Because some people want to be “nice” and “not cause trouble,” they “suffer in silence,” “turn the other cheek,” and assume nothing can be done to change their situation. The rest of us appreciate pleasant, accommodating people but whenever a nice person permits a greedy, dominant person to take advantage of him/her, the passive person is not only cheating him/herself but also reinforcing unfair, self-centered behavior in the aggressive person.
Assertiveness is the antidote to fear, shyness, passivity, and even anger, so there is an astonishingly wide range of situations in which this training is appropriate. Research into assertiveness has suggested several kinds of behavior are involved:
- To speak up, make requests, ask for favors and generally insist that your rights be respected as a significant, equal human being.
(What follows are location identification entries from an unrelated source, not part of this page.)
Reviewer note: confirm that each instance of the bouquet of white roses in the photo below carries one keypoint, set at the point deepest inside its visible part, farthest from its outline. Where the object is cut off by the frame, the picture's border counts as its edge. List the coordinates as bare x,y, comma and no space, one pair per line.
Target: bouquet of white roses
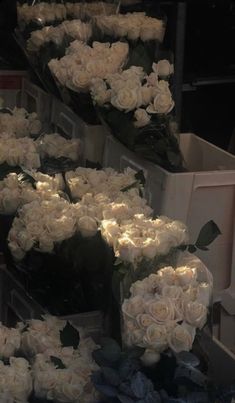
138,108
16,382
80,65
107,181
17,190
19,123
131,26
144,239
93,8
64,33
166,308
38,14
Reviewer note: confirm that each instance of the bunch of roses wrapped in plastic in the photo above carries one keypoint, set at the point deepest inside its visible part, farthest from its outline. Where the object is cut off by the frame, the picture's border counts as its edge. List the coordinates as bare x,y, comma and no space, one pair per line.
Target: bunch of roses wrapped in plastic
60,35
22,143
57,363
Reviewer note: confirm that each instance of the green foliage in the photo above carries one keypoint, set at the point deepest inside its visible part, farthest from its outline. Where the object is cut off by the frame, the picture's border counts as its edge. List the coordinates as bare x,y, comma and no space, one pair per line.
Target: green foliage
69,336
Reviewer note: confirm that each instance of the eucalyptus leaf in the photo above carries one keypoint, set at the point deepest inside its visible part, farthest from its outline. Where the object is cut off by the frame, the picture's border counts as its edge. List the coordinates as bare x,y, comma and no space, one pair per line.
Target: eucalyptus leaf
57,362
110,349
209,232
126,390
190,374
188,359
69,336
192,248
125,399
111,376
127,368
109,391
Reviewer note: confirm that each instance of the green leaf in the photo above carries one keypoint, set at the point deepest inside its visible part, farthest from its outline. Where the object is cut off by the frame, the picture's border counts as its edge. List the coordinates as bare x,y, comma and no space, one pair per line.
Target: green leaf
133,185
207,235
111,376
57,362
140,177
110,349
192,248
69,336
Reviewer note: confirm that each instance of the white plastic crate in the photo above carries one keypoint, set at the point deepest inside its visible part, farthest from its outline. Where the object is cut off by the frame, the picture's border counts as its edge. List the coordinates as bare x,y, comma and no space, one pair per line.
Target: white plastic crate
224,327
206,192
10,87
221,360
34,99
17,305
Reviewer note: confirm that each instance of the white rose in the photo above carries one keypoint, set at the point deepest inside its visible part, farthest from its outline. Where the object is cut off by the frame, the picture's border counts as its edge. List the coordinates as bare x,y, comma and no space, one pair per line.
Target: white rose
46,244
87,226
146,95
142,118
163,68
163,103
136,338
60,229
16,251
44,381
166,276
102,97
140,288
181,338
128,251
152,80
162,310
120,28
133,306
185,276
69,390
125,100
156,337
10,202
172,291
204,293
133,32
195,313
144,320
110,231
150,357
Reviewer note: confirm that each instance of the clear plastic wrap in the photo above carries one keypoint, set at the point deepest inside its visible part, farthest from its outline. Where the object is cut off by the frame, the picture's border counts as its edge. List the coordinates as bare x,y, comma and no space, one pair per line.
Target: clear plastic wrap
136,26
92,8
167,308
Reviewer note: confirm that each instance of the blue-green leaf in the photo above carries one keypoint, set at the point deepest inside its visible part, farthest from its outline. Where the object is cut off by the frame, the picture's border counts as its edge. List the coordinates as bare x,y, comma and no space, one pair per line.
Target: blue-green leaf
207,235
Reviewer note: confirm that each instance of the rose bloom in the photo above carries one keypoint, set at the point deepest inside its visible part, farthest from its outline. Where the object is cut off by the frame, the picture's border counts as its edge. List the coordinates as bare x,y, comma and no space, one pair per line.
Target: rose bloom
156,337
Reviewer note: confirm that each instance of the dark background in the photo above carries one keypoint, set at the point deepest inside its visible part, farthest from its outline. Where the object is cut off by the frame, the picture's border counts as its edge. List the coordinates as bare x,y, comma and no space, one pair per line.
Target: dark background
208,70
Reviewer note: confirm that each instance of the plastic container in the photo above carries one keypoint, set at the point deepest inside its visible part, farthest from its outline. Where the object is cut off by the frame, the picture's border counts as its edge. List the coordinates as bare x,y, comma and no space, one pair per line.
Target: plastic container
17,305
205,192
221,360
94,138
34,99
10,87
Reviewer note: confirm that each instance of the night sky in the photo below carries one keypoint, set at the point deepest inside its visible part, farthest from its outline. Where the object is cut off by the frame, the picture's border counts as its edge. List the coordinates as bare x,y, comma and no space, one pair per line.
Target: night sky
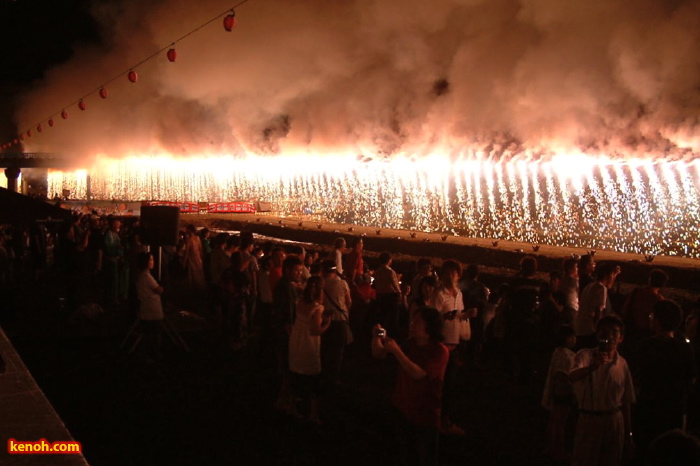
37,34
379,77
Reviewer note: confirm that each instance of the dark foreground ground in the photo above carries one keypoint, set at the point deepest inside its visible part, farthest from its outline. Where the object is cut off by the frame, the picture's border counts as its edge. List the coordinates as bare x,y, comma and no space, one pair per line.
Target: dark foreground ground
214,406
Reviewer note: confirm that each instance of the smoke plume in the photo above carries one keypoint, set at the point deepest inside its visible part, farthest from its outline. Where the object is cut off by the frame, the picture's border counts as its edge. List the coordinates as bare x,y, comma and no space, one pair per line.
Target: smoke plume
382,77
To overcome the fears and self-depreciation that keep you from doing these things.
- To express negative emotions (complaints, resentment, criticism, disagreement, intimidation, the desire to be left alone) and to refuse requests.
- To show positive emotions (joy, pride, liking someone, attraction) and to give compliments.
- To ask why and question authority or tradition, not to rebel but to assume responsibility for asserting your share of control of the situation — and to make things better.
- To initiate, carry on, change and terminate conversations comfortably. Share your feelings, opinions and experiences with others.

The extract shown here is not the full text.